Mekanisme ini diterapkan untuk memastikan keadilan dan kesetaraan layanan bagi seluruh penerima manfaat. Setiap wilayah mendapatkan pendekatan yang sesuai dengan kondisi sosial dan budaya setempat, tanpa mengurangi tujuan utama program.

“Pelayanannya tetap normal ya,” ujar Dadan menegaskan bahwa fleksibilitas kebijakan menjadi kunci keberhasilan pelaksanaan program nasional ini.

Dengan pelayanan yang tetap berjalan normal, diharapkan tidak terjadi kesenjangan pemenuhan gizi antarwilayah, sekaligus menjaga konsistensi capaian program Makan Bergizi Gratis secara nasional.

Perhatian Bagi Ibu Dan Anak

Kelompok ibu hamil, ibu menyusui, serta anak-anak balita tetap menjadi prioritas utama dalam program ini. Selama bulan Ramadhan, penyaluran makanan bergizi bagi kelompok tersebut tidak mengalami perubahan mekanisme.

Pemberian makanan tetap dilakukan secara rutin dan terjadwal, mengingat kebutuhan gizi kelompok ini bersifat krusial dan tidak dapat ditunda. Pemerintah memastikan bahwa Ramadhan tidak menjadi hambatan dalam pemenuhan kebutuhan nutrisi bagi ibu dan anak.

Dadan menegaskan bahwa keberlanjutan layanan ini sangat penting untuk menjaga kesehatan ibu dan tumbuh kembang anak, terutama pada masa awal kehidupan yang membutuhkan asupan gizi optimal.

Dengan tetap berjalannya program bagi kelompok ini, pemerintah berharap angka stunting dan masalah gizi lainnya dapat terus ditekan, sejalan dengan target pembangunan kesehatan nasional.
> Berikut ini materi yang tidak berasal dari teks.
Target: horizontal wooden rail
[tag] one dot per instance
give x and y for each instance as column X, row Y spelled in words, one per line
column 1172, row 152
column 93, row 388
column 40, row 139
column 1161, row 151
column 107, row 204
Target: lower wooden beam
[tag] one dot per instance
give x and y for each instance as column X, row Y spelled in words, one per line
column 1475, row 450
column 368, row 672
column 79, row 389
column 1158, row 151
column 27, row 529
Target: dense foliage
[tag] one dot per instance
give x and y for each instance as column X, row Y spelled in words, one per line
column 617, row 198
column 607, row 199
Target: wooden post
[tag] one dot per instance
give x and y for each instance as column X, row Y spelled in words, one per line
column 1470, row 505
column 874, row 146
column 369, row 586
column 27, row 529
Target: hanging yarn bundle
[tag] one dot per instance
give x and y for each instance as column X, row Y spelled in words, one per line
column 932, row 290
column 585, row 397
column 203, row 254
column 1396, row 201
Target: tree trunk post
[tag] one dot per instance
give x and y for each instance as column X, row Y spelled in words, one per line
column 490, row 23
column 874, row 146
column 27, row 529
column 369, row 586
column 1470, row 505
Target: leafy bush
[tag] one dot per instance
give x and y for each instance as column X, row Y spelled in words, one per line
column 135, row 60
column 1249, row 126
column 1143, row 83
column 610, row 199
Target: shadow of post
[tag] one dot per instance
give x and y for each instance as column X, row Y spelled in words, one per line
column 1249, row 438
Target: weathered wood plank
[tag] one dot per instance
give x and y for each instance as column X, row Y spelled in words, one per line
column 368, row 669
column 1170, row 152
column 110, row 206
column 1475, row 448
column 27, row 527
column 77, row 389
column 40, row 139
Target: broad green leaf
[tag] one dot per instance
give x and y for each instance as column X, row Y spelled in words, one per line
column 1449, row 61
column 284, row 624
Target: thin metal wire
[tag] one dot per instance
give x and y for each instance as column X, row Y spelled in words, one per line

Skema Khusus Di Lingkungan Pesantren

Untuk lingkungan pesantren, Badan Gizi Nasional juga menerapkan mekanisme yang disesuaikan dengan aktivitas santri selama Ramadhan. Karena penerima manfaat berada di dalam pesantren dan Satuan Pelayanan Pemenuhan Gizi juga berada di lokasi yang sama, waktu pelayanan digeser ke saat berbuka puasa.

“Untuk pesantren, karena penerima manfaatnya ada di dalam pesantren dan Satuan Pelayanan Pemenuhan Gizinya ada di dalam pesantren, maka pelayanannya akan digeser ke saat buka,” kata Dadan.

“Jadi masaknya siang hari, dikonsumsi pada saat buka,” sambungnya.

Sebagai contoh, Dadan menyebutkan bahwa salah satu pesantren di wilayah Bandung, Jawa Barat, akan segera diresmikan SPPG di dalam area pesantren dan dirangkaikan dengan kegiatan buka puasa bersama. Skema ini diharapkan mampu menjaga efektivitas layanan sekaligus memperkuat kebersamaan di lingkungan pesantren.